Acute care facilities (tertiary and quaternary), regional and community health care centres, rehabilitation centres, and community and home care organizations should establish policies and procedures that include a risk assessment for each patient, made in consultation with the patient's family. These policies should consider such measures as:

  1. Using continuous IV administration only when necessary. For intermittent IV infusion, saline or heparin-locked IV sites should be considered.

     
  2. Providing an appropriate level of supervision for children who have entangled themselves in tubing, including oxygen tubing, or leads, or are considered to be at an increased risk of doing so. Factors to be considered might include:
    • the child's age and cognitive level
    • the child's mobility and state of agitation
    • the length and number of tubes and leads attached to the patient

       
  3. Using equipment accessories that restrain or stabilize flexible lines to reduce the potential for them to become wrapped around the child's neck or limbs.

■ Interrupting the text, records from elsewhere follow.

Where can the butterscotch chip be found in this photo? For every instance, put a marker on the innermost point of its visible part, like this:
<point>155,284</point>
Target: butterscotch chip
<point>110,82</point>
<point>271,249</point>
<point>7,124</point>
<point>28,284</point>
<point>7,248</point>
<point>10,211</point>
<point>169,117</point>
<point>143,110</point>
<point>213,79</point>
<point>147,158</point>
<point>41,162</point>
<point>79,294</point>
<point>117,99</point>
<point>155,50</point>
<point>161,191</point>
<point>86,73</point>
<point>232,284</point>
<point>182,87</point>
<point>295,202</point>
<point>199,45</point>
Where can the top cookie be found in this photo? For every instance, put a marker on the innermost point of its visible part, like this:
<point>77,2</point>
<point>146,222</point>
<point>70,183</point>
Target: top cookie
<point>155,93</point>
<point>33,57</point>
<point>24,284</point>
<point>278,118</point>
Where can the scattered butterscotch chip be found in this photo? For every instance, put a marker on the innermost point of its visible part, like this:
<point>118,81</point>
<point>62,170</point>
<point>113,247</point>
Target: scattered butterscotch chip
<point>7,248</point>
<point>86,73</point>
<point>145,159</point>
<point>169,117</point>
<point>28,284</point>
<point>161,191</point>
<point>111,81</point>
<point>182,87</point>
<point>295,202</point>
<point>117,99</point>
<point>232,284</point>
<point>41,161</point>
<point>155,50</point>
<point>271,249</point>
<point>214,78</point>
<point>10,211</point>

Health Canada evaluates therapeutic products for quality, safety, and efficacy. Their actual use in therapeutic settings is a responsibility of healthcare providers. Health Canada and CAPHC ask that you share these recommendations with your staff or membership and encourage their implementation in the interest of patient safety.

If you have any concerns, problems or complaints pertaining to medical devices, you should report them to Health Canada at the address below, or through a toll-free line at 1-800-267-9675.

Health Products and Food Branch Inspectorate

Health Canada

"A", Holland Cross

11 Holland Avenue

Address Locator: 3002C

Ottawa, Ontario K1A 0K9

References

Footnotes

Footnote 1

1. Garros D, King WJ, Brady-Fryer B, Klassen TP. Strangulation With Intravenous Tubing: A Previously Undescribed Adverse Advent in Children, Pediatrics 111:e732-e734, 2003.